EUによる対ロシア経済制裁の発動に伴い、フランスでは大企業を中心にロシア事業を一時停止する動きが広がっている。鉄道車両メーカーのアルストムは3月9日、EUによる対ロシア制裁措置に基づき、ロシア向けの納品を一時停止するとともに、新規投資を行わない方針を発表した(プレスリリース外部サイトへ、新しいウィンドウで開きます)。同社はまた、ロシア同業TMHに20%出資しているが、TMHとはモノの取引および業務上のつながりがないことを強調した。

化粧品ロレアルは3月8日、フランスや欧州当局の決定に合わせ、ロシア国内の直営店を一時的に閉鎖し、事業やメディアに関連する投資をすべて停止すると発表した(プレスリリース外部サイトへ、新しいウィンドウで開きます)。
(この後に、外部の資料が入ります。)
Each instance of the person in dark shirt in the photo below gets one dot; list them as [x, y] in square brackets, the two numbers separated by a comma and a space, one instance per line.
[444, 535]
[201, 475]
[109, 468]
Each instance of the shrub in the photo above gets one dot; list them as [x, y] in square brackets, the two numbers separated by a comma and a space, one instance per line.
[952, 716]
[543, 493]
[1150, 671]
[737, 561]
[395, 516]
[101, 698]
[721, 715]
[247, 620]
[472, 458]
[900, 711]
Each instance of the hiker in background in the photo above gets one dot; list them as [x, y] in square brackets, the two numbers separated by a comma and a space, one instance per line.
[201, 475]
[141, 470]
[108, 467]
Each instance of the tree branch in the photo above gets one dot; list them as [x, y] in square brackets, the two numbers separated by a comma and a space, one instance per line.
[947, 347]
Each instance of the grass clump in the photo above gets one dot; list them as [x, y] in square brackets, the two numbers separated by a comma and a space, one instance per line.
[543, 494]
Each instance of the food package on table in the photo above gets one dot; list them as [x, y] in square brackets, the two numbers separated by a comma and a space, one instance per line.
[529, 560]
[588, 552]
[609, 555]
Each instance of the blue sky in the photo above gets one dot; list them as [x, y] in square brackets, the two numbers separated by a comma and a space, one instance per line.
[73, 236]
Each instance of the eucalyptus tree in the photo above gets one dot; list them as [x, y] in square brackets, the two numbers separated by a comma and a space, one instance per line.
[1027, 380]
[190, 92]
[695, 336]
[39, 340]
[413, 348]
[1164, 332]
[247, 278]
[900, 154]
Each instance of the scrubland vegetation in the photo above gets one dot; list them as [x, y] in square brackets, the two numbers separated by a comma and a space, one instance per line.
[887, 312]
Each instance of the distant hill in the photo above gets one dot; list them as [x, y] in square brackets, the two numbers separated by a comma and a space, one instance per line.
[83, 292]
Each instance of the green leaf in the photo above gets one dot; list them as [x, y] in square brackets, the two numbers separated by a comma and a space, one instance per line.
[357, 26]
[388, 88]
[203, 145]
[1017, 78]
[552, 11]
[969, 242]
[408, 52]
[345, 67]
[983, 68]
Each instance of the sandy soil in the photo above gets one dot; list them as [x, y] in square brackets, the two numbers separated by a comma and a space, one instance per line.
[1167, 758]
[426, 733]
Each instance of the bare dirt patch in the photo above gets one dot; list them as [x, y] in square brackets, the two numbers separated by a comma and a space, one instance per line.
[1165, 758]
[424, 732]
同社ブランドのEコマース専用サイトも当分の間閉鎖し、ロシア国内で雇用する2,200人の従業員をケアしながら「さらなる措置を検討する」とした。

食品ダノンは3月5日、ロシア国内での生鮮乳製品の製造・販売は当面継続しつつ、投資事業は停止すると発表した(同社ホームページ外部サイトへ、新しいウィンドウで開きます)。今後も「フランス政府と密に連絡をとりながら、当局の決定をすべて適用していく」とした。高級ブランドでは、ケリング(グッチ、サン・ローランなど)が3月4日、「懸念が広がる欧州の現況に鑑み」ロシア国内の全店舗を一時閉鎖すると発表した。

エネルギー部門のロシア事業については、ブリュノ・ル・メール経済・財務・復興相が3月1日、当地メディアのフランスアンフォとのインタビューで「原則として、ロシアの権力に近い政治家、経済人と仕事をするのは問題がある」と述べ、エネルギー大手のトタルエナジーズとエンジーの経営者と「話をする」と発言していた。

これに対し、トタルエナジーズは同日、ロシアでの新規プロジェクトに資本投資を行わないと発表したが(プレスリリース外部サイトへ、新しいウィンドウで開きます)、同社が参画するヤマルLNG(液化天然ガス)プロジェクト(出資率20%)や北極圏LNG開発プロジェクト「アーク2」(出資率10%)からの撤退については言及しなかった。

他方、エンジーは3月2日、ロシアでは製造や投資に関わるプロジェクトを実施していないとする一方、ガスの調達ではロシア国営石油大手ガスプロムが全体の20%を占めるとし、長期契約を結んでいるノルウェー、オランダ、アルジェリア、米国からの調達量を増やすことでガスの安定供給を図る方針を示した(プレスリリース外部サイトへ、新しいウィンドウで開きます)。同社はまた、天然ガスパイプライン「ノード・ストリーム2」に投資しており、後者が破産申請を行った場合は9憶8,700万ユーロの信用リスクにさらされることを明らかにした。